A glance in a cupboard revealed a small fortune’s worth of cannabis and heroin, as well as some luxury foodstuffs that had been unavailable since the invasion. He couldn’t tell if the interrogators had used them for themselves or tormented their captives with them, although he could see how they might addict someone to a drug and then leave the withdrawal symptoms as yet another form of torture. One compartment held booze, mainly the muck that various farmers were trying to brew in the absence of government officials to tell them not to make their own. Some of the bottles, however, were old enough to impress even the hardened officers in the mess. Chris couldn’t imagine what the torturers had done with the booze.
“Splash the fuel around here and let’s go,” he ordered, harshly. He didn’t quite recognise his own voice. Outside the room, back in the darkened tunnels, he could see just how easily the torturers could break their victims. They’d be able to convince them that the tunnels went on forever, that there was no hope of escape… the bastards must have been laughing as they enjoyed making people suffer. Perhaps they hadn’t even produced results.
He unhooked a small bottle from his belt and splashed the contents around as they headed back to the stairs. The compound had been devised by chemists — it was a distant relative of napalm — but they’d never been allowed to use it in action. They’d followed the ROEs carefully when the world had made sense, yet they no longer mattered now. He pulled a small detonator from his belt as they reached the top of the stairs and tossed it down the shaft. It produced a spark which ignited the liquid, sending flames roaring through the underground complex. The torture chamber, the supplies the torturers had hoarded and the evidence of their grizzly task went up in flames. By the time it burned itself out, it would have incinerated everything, leaving the aliens nothing, but ashes.
“Get the prisoners out to the RV point,” he ordered, as he headed back out into the open. The sound of shooting grew louder from the direction of the alien strongpoint. They were merely keeping the aliens pinned down, rather than trying to kill them — and invite the aliens to bombard the base from orbit. “Have we emptied the wire?”

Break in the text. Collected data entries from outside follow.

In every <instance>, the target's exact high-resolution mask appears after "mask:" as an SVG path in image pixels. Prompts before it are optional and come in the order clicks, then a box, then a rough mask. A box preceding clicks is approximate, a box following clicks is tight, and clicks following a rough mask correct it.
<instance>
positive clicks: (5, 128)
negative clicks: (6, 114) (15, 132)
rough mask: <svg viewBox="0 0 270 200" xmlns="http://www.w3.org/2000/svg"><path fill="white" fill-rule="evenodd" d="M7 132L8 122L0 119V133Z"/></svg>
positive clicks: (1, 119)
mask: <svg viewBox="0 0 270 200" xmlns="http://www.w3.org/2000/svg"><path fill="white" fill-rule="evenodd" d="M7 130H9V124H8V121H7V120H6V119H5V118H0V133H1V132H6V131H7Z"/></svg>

The aliens had established two detention cages, one male, one female. They’d cut through the wire once they’d driven the aliens back from the execution grounds, but several of the prisoners were too terrified to move. Others had started streaming out as soon as the wire had been cut, heading out to the countryside and hopefully away from the aliens. Chris had detailed men to round up the prisoners and take them to resistance hideouts, but if any of the prisoners wanted to go their own way, that was fine with him. The further they were spread over the countryside, the harder it would be for the aliens to round them all up again. He did hope that they were smart enough not to go home. The aliens and their collaborators would presumably have lists of who had escaped and where their families lived, assuming they has families.